Apollo is an international investment company and managed about $280 billion in assets at the end of 2018. The company’s business lines include private equity, real estate and credit, and the business has subsidiaries in chemicals, retail, financial services, hospitality and media.
Apollo is a new entrant into the local broadcast television business. A recent Reuters report said Apollo is bidding for some stations from Nexstar Media Group and has an agreement to purchase stations from Northwest Broadcasting, an operator of local TV stations in the Pacific Northwest region.
Cox owns or has interest in some of the nation’s top local television stations, including in Atlanta, Boston, Charlotte, Orlando, Pittsburgh, Memphis, Jacksonville, Tulsa and Dayton, Ohio. The stations, which include WSB-TV in Atlanta, WSOC-TV in Charlotte, and WPXI-TV in Pittsburgh, reach more than 31 million viewers nationwide.
Cox Media Group retains its ownership of The Atlanta Journal-Constitution, WSB radio, several other Atlanta radio stations and media properties in other markets.
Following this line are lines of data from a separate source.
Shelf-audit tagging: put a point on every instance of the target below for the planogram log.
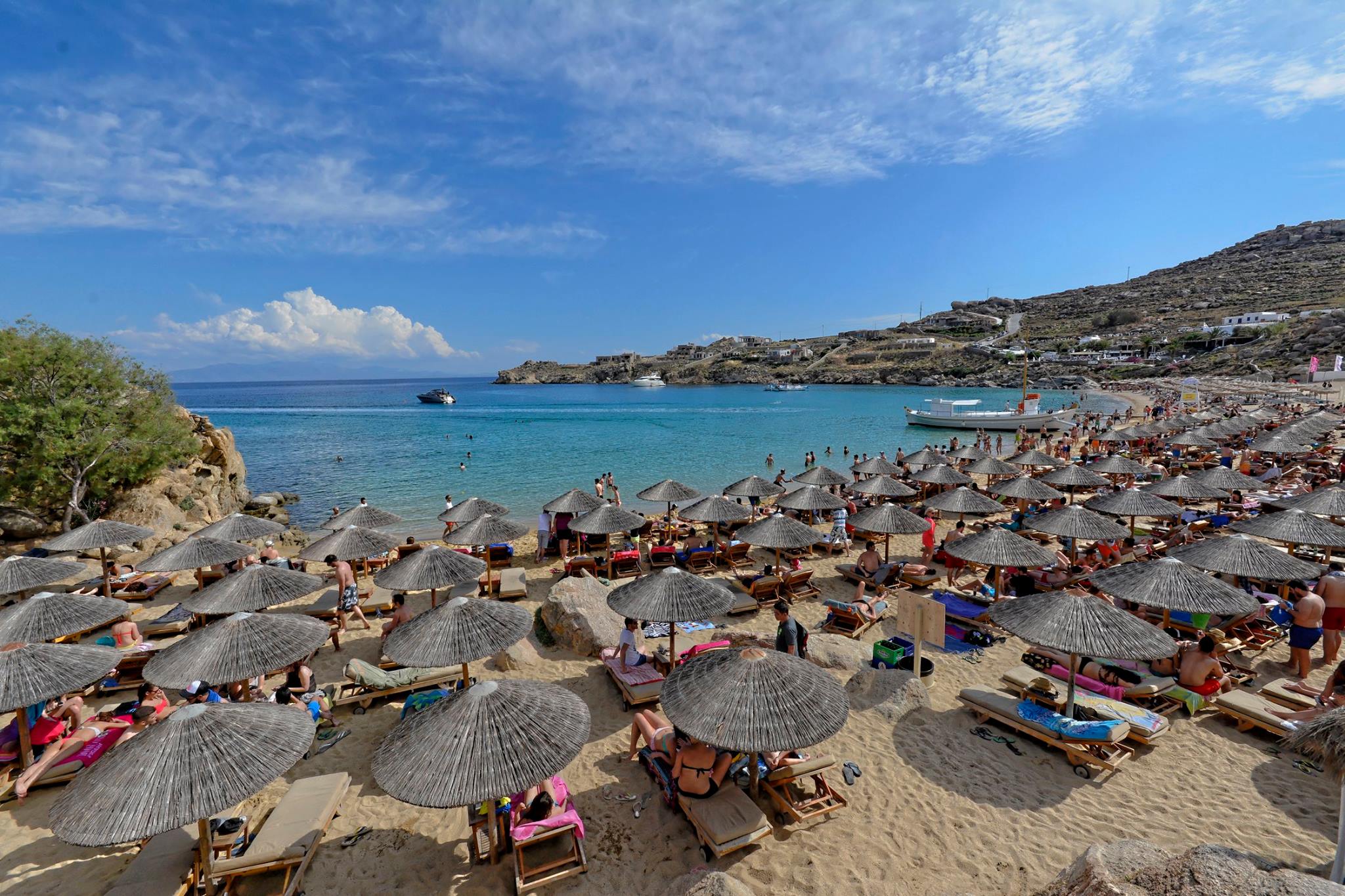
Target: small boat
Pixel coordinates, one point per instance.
(437, 396)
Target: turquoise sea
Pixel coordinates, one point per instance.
(533, 442)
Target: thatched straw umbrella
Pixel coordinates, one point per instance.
(195, 762)
(1329, 501)
(1245, 557)
(101, 535)
(458, 633)
(716, 509)
(1324, 739)
(1026, 489)
(940, 475)
(494, 739)
(1172, 585)
(998, 547)
(1080, 624)
(1223, 477)
(824, 476)
(363, 516)
(1184, 488)
(876, 467)
(1075, 477)
(46, 617)
(1293, 527)
(755, 700)
(1074, 522)
(1133, 503)
(20, 574)
(489, 530)
(607, 521)
(883, 486)
(1033, 457)
(470, 509)
(252, 589)
(670, 595)
(573, 501)
(779, 532)
(992, 468)
(34, 673)
(238, 648)
(963, 501)
(195, 553)
(891, 521)
(1118, 465)
(670, 492)
(351, 543)
(753, 486)
(240, 527)
(431, 568)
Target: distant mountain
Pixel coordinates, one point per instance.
(309, 370)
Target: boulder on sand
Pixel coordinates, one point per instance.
(577, 616)
(889, 692)
(1139, 868)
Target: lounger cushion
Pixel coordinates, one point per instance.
(725, 816)
(1251, 706)
(160, 867)
(802, 769)
(294, 825)
(1277, 692)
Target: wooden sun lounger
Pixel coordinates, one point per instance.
(793, 806)
(287, 840)
(1250, 711)
(725, 822)
(1084, 756)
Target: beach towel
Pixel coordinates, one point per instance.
(569, 817)
(1067, 729)
(642, 675)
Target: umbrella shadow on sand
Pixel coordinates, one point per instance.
(940, 748)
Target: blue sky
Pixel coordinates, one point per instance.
(458, 187)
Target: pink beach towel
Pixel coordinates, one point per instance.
(568, 817)
(1115, 692)
(642, 675)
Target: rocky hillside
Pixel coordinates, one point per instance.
(1286, 269)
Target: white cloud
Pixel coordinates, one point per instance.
(304, 324)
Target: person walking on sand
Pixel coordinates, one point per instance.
(347, 599)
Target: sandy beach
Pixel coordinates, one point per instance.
(937, 811)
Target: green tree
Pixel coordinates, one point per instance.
(78, 421)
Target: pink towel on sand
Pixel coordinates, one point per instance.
(568, 817)
(642, 675)
(1115, 692)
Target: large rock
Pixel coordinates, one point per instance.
(577, 616)
(888, 692)
(837, 652)
(517, 656)
(1139, 868)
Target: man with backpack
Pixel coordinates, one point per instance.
(791, 637)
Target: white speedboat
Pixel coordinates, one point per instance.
(437, 396)
(959, 414)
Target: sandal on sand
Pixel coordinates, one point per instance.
(354, 839)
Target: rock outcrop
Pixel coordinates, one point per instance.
(1139, 868)
(888, 692)
(576, 614)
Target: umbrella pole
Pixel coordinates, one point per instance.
(1070, 699)
(106, 578)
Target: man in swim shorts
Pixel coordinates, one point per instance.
(1306, 630)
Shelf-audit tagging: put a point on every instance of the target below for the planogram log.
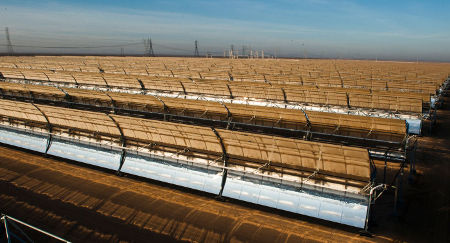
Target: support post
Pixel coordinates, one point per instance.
(123, 143)
(225, 162)
(308, 126)
(49, 128)
(229, 115)
(113, 102)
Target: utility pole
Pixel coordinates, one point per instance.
(196, 49)
(8, 43)
(232, 51)
(149, 48)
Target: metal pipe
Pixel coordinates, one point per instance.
(366, 225)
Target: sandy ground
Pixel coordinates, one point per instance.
(85, 204)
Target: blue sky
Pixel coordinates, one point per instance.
(318, 28)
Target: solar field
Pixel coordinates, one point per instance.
(310, 137)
As part of the transaction, Apollo will take on the Dayton Daily News, Springfield News-Sun and Journal-News newspapers, as well as three radio stations in Dayton. The newspapers, radio stations and WHIO-TV in Dayton share a unique business model that involve full integration of their operations.
Apollo plans to maintain the Cox Media management and operating structure within the new company, which has yet to be named.